Figure 5. 1H NMR spectrum of Santonine. Integrals calculated using qGSD
Using qGSD with Mnova 12
In order to enable qGSD, it is necessary to access to the Peak Picking options in Mnova making sure that GSD method is selected (see Figure 6).
Figure 6. Enabling qGSD in Mnova
Next, under the Advanced options, qGSD check box must be ticked and an appropriate number of Improvement cycles selected. A number between 5 and 10 usually gives good results. However, it is important to bear in mind that qGSD is computationally intensive: can take a couple of minutes, especially with a large number of cycles.
For this reason, it is recommended to use qGSD only when highly accurate integrals are needed. For other applications, such as multiplet analysis, or structure confirmation, plain GSD would be a more efficient method.
qGSD with poorly shimmed spectra
To illustrate the lineshape flexibility offered by qGSD, a poorly shimmed spectrum has been used with GSD and qGSD (Figure 7). It is clear that qGSD does a much better job.
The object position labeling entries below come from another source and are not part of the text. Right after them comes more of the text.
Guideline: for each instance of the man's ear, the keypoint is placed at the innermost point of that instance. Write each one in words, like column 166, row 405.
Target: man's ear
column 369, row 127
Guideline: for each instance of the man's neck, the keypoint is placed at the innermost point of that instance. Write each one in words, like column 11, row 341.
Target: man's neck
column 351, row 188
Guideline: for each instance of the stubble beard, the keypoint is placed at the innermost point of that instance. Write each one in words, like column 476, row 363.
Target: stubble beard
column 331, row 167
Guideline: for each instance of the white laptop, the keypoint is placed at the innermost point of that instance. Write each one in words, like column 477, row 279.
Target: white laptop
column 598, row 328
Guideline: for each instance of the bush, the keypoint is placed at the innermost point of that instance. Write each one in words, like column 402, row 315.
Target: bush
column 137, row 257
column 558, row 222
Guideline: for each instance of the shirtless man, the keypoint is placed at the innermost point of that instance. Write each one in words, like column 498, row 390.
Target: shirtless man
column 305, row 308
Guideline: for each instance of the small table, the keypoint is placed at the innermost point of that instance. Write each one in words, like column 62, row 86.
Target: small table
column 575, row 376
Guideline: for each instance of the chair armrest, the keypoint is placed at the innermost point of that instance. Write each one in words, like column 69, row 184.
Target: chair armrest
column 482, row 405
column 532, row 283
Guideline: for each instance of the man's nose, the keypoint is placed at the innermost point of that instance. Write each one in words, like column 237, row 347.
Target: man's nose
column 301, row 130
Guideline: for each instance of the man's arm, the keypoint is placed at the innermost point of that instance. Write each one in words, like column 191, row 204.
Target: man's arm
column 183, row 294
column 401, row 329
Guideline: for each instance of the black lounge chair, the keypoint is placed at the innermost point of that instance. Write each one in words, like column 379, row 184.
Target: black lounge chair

That said, this should not not be a replacement for a properly acquired spectrum.
Figure 7. qGSD vs GSD on a poorly shimmed spectrum
Conclusions
qGSD (quantitative Global Spectral Deconvolution) represents Mnova’s latest innovation that combines the power of deconvolution techniques to handle overlapped signals with the robustness of sum integration of isolated resonances but with the ability to deal efficiently with overlapped peaks.
Our preliminary tests demonstrate that qGSD is able to provide accuracy which is supperior to the sum integration even when there is signal overlap
References
[1] W. G. Proctor, E C.Yu, Phys. Rev 77,717 (1950)
[2] H. S. Jarrett, M. S. Sadler, and J. N. Shoolery, J. Chem. Phys., 1953, 21, 2092.